In any case, it has started me thinking about the novel. While I think Pride and Prejudice will likely never be dethroned as the consummate novel, the novel that does most exquisitely what novels do most exquisitely, every time I go back to Mansfield Park I get a stronger conviction that it is really Austen's masterwork. It is not so perfectly a novel as some of her other works; but it has perfections of its own that are perhaps better than the perfections we look for in novels. This, of course, is an idiosyncratic view: Mansfield Park is famously the least liked of all Austen novels, and Fanny Price is famously the least liked of all Austen heroines. But I think this is all of a piece. What annoys people about Fanny is how unlike an Austen heroine she is. Were Mansfield Park written to the taste of most readers, Fanny Price would be a much stronger, much more charming, much wittier person than she is: her disadvantage with respect to Mary Crawford would not be due to any features of her personality but solely due to some feature of her social situation hiding her real superiority from the view of other characters (but not the readers). But Fanny foils all such expectations over and over again. She is not more charming than Mary; she is more amiable, but not even in the same league as Mary when it comes to charm. She is not wittier than Mary; she is just as intelligent, but no more so, and too quiet to be witty. And, remarkably, she is not stronger than Mary: Mary ends up shooting herself in the foot, so to speak, in the novel, but other than that she is largely in control of whatever situation it is in which she finds herself. Fanny is virtually never in control of the situation in which she finds herself, and she is clearly, and I think quite deliberately, a much weaker person, if we measure strength by forcefulness; a more constant person, certainly, but also a much weaker one. Mary Crawford is remarkable in that she is an Austen heroine, with the single all-important exception that she continually subordinates conscience and sympathy -- and I think it is clear enough that she is not wholly lacking in these -- to her own interest. And thus the contrast is almost complete: Mary is charming, intelligently witty, and forceful; Fanny is amiable, intelligently serious, and constant. The difference is that all of Mary's good qualities are in how she strikes you. All of Fanny's good qualities are in how she lives.

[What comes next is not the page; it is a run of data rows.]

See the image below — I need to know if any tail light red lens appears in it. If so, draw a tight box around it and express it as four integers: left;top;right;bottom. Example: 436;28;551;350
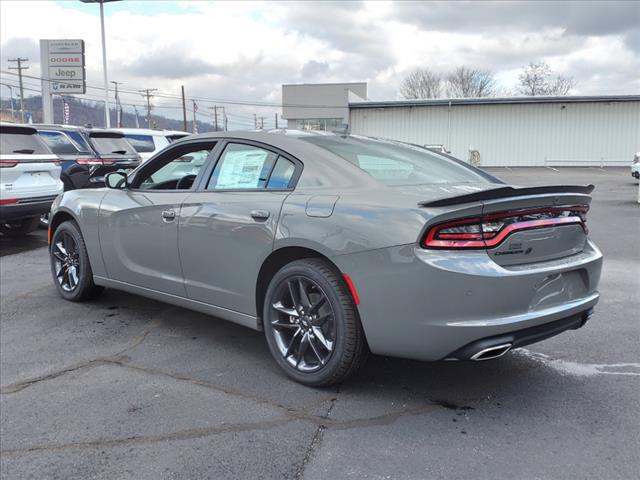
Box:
76;158;102;165
422;206;589;249
0;159;60;168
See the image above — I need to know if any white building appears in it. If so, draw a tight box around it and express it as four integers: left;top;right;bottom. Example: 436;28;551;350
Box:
282;82;367;131
283;83;640;166
349;95;640;166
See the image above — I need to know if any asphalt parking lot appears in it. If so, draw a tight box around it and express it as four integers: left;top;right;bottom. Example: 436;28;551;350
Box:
0;168;640;480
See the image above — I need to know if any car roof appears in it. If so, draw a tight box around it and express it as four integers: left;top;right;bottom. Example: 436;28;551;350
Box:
110;128;191;136
179;129;350;155
0;122;38;135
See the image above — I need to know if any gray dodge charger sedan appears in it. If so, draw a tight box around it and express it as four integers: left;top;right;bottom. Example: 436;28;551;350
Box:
49;131;602;386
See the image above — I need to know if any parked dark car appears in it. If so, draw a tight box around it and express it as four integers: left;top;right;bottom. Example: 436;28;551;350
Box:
35;125;141;191
50;130;602;386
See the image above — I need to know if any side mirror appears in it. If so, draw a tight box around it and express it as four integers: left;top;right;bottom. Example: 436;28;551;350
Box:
104;172;127;189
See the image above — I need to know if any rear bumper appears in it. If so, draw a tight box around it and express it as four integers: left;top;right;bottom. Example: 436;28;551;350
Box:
0;196;56;222
333;242;602;360
445;308;593;360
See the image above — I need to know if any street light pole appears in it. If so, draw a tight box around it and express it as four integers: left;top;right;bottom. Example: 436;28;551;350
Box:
80;0;118;128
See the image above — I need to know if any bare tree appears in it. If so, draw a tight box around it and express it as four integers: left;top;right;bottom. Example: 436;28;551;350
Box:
447;65;497;98
400;68;442;99
518;62;577;97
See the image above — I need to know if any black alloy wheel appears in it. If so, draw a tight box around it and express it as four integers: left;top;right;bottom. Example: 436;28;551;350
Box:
263;259;368;386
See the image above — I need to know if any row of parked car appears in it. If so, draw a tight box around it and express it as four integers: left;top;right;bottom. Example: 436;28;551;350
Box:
0;123;189;236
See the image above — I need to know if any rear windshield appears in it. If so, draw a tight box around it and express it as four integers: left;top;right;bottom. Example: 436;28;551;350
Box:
301;136;493;186
38;130;85;155
90;136;136;155
167;133;189;143
124;133;156;153
65;130;91;152
0;129;51;155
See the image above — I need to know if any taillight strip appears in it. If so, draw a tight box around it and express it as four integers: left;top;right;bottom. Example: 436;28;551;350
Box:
424;217;585;248
422;205;589;249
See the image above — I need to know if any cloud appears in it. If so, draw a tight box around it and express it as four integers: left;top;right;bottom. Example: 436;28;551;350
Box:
300;60;329;80
121;50;221;79
0;0;640;126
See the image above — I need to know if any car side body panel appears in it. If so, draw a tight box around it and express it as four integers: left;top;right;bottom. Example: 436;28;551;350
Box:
179;191;289;316
331;242;602;360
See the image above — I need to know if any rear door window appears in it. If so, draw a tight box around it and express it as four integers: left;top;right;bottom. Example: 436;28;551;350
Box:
267;157;296;190
64;130;91;153
91;135;137;155
207;143;278;190
0;128;51;155
38;130;80;155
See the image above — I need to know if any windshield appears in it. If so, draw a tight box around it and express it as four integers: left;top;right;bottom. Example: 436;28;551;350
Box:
38;130;80;155
0;128;51;155
301;136;493;186
91;136;136;155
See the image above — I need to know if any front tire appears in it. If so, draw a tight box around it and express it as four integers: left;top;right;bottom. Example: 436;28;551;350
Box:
49;221;103;302
263;259;368;387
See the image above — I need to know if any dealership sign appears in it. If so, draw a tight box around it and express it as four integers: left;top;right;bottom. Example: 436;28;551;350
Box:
40;40;87;94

Thus I think Fanny calls up exactly the kind of sympathy people don't want to feel toward an Austen heroine: she is not at all the sort of woman someone could imagine being, or could imagine falling in love with, or, indeed, could easily imagine living happily ever after. She cries, and cries, and cries again. While she's not quite as silent and quiet as some of her detractors treat her, even when she speaks up she does so quietly. And her worst sin of all is that she is in no way fun; she is, if anything, far too serious. I do not think, contrary to a common view, that Austen writes her as always right; she spends much of the novel needlessly confused and part of her misery is her own doing. She does nothing but muddle through; but she muddles through with amiability, seriousness, and constancy.

And who wants that? That's what we think of as a good sidekick; it's what we want in a friend who will never outshine us, not in ourselves. And I think readers are over and over again annoyed by the fact that in Mansfield Park Austen shows, almost inexorably, that their own tastes are flawed. For our tastes are flawed; they are something to laugh at. We get so caught up in the obviously almost that we miss the subtly so. Mary Crawford had every potential to be an Austen heroine; Henry Crawford shows more than once that he has the potential to be an Austen hero. One of the reasons they are so likable is that they are not creatures of unadulterated selfishness, and more than once sincerely do something right. They have every obvious advantage. But they both fail miserably. None of the things Fanny has are immediately obvious; there are so many subtle complexities to her character that if you did not have the whole course of the story, you might well have overlooked or even misinterpreted them entirely. When she asserts herself at all she comes across as passive-aggressive. But reading her as such is itself a moral failing: it shows an inability to look beyond the superficial, the immediate context. For love and virtue and happiness simply are not a matter of immediate context; they require, as MacIntyre might put it, the narrative order of a life.